During the event, copies of The Red Anthology sold like hot cakes. This poetry anthology was produced especially for May 1st by the political-cultural magazine Etgar, the poetry magazine Maayan and Hakivun Mizrah. The collection includes the work of over 90 poets, both Jewish and Arab. Alongside the struggle for work in dignity, the struggle to nurture a working class culture must not be forgotten – returning art to the people. This is the idea that lay behind the decision to sell the anthology at a price that everyone could afford – 20 shekels – the minimum wage for an hour’s work.

Yehoshua Simon

Yehoshua Simon, poet, editor of Maayan and one of the anthology’s editors, presented the collection and read a new translation (into Hebrew) of Pete Seeger’s “Talking Union.” In honor of May 1st, the classic union song was given a different twist:

In the sailors’ strikes, here’s what they found / and out at Haifa Chemicals, here’s what they found / and out at Ashdod Port, here’s what they found / and in Kfar Qara, here’s what they found / and in Cinemateque Plaza, here’s what they found / that if you don’t let red-baiting break you up / and if you don’t let stoolpigeons break you up / and if you don’t let vigilantes break you up / and if you don’t let race hatred break you up / you’ll win. What I mean, take it easy, but take it!

WAC youth waved the Center’s flags among the crowd while on stage Amir Lev sang, “A manpower agency slave waited for me at the entrance / fixed to the door, breathing by the hour / his cheap cigarettes looked at me from his pocket / Sir, he said, please help.” (From the poem “Please Sir,” by Amir Lev, which also appears in the anthology.) The crowd was even further moved by Yoel Ben Simhon and the Sultana ensemble, who used the slogan “Workers’ Rights First” in their song. In the past they have also done versions of Meir Goldberg’s poems, some of which also appear in the anthology. Natan Slor sang “Child and Monkey”: “The world economy is sunbathing naked / there are so many poor that you can’t see the beach / In Brasilia the capital market drips / in San Paolo a child appears with a monkey / in the street, in the middle of the street / a child with a monkey.” Yasmin Even joined Dan Toren and together they sang “Empires Crumble Slowly,” another of Goldberg’s poems.

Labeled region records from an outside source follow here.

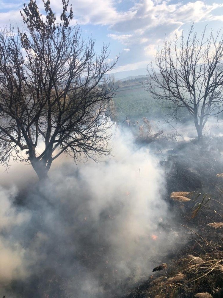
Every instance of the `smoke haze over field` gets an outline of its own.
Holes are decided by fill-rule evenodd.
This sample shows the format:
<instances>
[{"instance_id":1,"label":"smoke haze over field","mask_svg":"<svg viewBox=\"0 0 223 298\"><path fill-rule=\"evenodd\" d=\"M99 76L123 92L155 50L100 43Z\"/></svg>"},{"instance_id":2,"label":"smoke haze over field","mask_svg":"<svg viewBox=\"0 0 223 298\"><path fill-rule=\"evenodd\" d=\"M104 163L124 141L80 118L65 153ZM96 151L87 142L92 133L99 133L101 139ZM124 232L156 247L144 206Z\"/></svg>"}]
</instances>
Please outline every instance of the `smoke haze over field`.
<instances>
[{"instance_id":1,"label":"smoke haze over field","mask_svg":"<svg viewBox=\"0 0 223 298\"><path fill-rule=\"evenodd\" d=\"M163 227L165 181L155 159L131 139L118 130L114 157L77 168L65 158L47 185L31 189L27 183L25 194L3 181L1 295L112 297L150 274L152 259L161 261L172 240ZM20 183L22 170L15 169ZM24 283L13 289L12 280Z\"/></svg>"}]
</instances>

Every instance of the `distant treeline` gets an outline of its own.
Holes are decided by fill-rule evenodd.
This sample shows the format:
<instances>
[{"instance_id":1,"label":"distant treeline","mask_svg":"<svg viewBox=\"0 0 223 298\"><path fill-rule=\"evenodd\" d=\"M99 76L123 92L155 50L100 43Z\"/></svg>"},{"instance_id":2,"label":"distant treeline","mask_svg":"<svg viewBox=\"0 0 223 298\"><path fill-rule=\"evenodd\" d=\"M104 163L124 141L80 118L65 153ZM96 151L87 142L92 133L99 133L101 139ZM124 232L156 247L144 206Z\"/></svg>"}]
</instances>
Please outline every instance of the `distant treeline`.
<instances>
[{"instance_id":1,"label":"distant treeline","mask_svg":"<svg viewBox=\"0 0 223 298\"><path fill-rule=\"evenodd\" d=\"M124 87L139 85L141 84L141 82L144 81L146 79L146 75L142 75L139 77L137 77L134 79L124 79L124 80L120 80L117 81L116 81L114 78L111 77L108 85L109 87L113 85L114 87L116 88L122 88Z\"/></svg>"}]
</instances>

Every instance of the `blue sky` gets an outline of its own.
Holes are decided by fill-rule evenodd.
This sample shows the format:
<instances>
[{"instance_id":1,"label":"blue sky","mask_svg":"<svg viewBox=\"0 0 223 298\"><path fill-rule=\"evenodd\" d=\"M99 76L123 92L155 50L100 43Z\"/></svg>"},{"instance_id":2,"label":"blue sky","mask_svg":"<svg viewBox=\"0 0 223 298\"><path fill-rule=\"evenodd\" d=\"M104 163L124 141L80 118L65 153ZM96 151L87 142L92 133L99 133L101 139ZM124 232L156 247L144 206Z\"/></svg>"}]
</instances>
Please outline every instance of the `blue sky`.
<instances>
[{"instance_id":1,"label":"blue sky","mask_svg":"<svg viewBox=\"0 0 223 298\"><path fill-rule=\"evenodd\" d=\"M41 7L41 0L37 2ZM19 10L23 3L0 0L1 25L10 20L21 23ZM60 0L51 3L59 13ZM109 43L110 60L120 55L116 71L145 68L165 36L171 39L193 22L199 33L206 25L214 32L223 24L223 3L219 0L70 0L70 3L83 35L91 35L96 40L96 50L103 43Z\"/></svg>"}]
</instances>

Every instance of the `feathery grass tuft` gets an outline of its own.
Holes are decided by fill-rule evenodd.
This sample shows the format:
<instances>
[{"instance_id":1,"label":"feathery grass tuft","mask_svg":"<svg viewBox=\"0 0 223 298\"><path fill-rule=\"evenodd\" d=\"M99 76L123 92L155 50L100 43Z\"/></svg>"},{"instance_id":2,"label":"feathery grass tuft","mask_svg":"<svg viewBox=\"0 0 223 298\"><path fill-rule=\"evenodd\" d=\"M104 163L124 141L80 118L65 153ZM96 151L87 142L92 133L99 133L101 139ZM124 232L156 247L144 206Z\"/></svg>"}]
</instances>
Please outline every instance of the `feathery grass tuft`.
<instances>
[{"instance_id":1,"label":"feathery grass tuft","mask_svg":"<svg viewBox=\"0 0 223 298\"><path fill-rule=\"evenodd\" d=\"M219 229L223 227L223 223L211 223L207 225L208 226L211 226L215 229Z\"/></svg>"},{"instance_id":2,"label":"feathery grass tuft","mask_svg":"<svg viewBox=\"0 0 223 298\"><path fill-rule=\"evenodd\" d=\"M170 277L169 278L168 278L167 280L167 281L169 283L179 281L180 280L181 280L182 279L183 279L186 277L186 275L185 274L183 274L183 273L180 272L179 273L178 273L178 274L177 274L175 275L174 275L174 276L173 276L172 277Z\"/></svg>"},{"instance_id":3,"label":"feathery grass tuft","mask_svg":"<svg viewBox=\"0 0 223 298\"><path fill-rule=\"evenodd\" d=\"M205 261L201 258L199 257L195 257L192 254L188 254L187 257L190 260L190 262L196 263L198 265L201 265L205 263Z\"/></svg>"},{"instance_id":4,"label":"feathery grass tuft","mask_svg":"<svg viewBox=\"0 0 223 298\"><path fill-rule=\"evenodd\" d=\"M172 195L170 198L174 201L177 201L178 202L188 202L191 200L190 199L186 197L183 197L182 195Z\"/></svg>"}]
</instances>

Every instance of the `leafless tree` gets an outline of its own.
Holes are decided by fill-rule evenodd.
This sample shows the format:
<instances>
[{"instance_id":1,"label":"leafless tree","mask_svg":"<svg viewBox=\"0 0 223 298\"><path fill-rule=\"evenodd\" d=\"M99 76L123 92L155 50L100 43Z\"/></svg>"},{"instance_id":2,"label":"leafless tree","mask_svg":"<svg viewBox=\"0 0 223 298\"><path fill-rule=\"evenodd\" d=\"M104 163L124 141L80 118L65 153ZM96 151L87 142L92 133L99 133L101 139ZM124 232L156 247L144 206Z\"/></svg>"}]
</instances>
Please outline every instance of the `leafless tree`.
<instances>
[{"instance_id":1,"label":"leafless tree","mask_svg":"<svg viewBox=\"0 0 223 298\"><path fill-rule=\"evenodd\" d=\"M165 104L186 109L193 117L198 138L202 137L208 118L222 111L223 38L220 31L205 37L206 27L199 39L192 25L188 35L182 33L165 40L157 52L155 66L148 66L146 89Z\"/></svg>"},{"instance_id":2,"label":"leafless tree","mask_svg":"<svg viewBox=\"0 0 223 298\"><path fill-rule=\"evenodd\" d=\"M0 162L29 162L40 179L62 153L76 161L110 153L114 90L105 75L116 63L106 62L107 46L97 55L93 40L81 39L68 1L59 21L43 2L45 16L30 0L23 29L0 32Z\"/></svg>"}]
</instances>

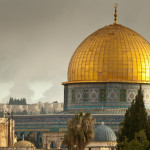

The highlight of the event was the granting of certificates of recognition for outstanding workers, presented by Wafa Tiara from Kfar Qara, a union activist with WAC which she reached through her work in agriculture. “We decided to honor workers who have nurtured solidarity in their groups and loyalty to WAC and its struggle to protect workers, workers who have created an atmosphere that leads away from an individualist consciousness and towards a class consciousness, which is the only way to change the reality in which we live.”

Workers and groups stepped up onto the stage one by one and received the certificates of recognition – a simple framed certificate that created enormous excitement. No one had any doubt that these are truly the heroes of a new trade union.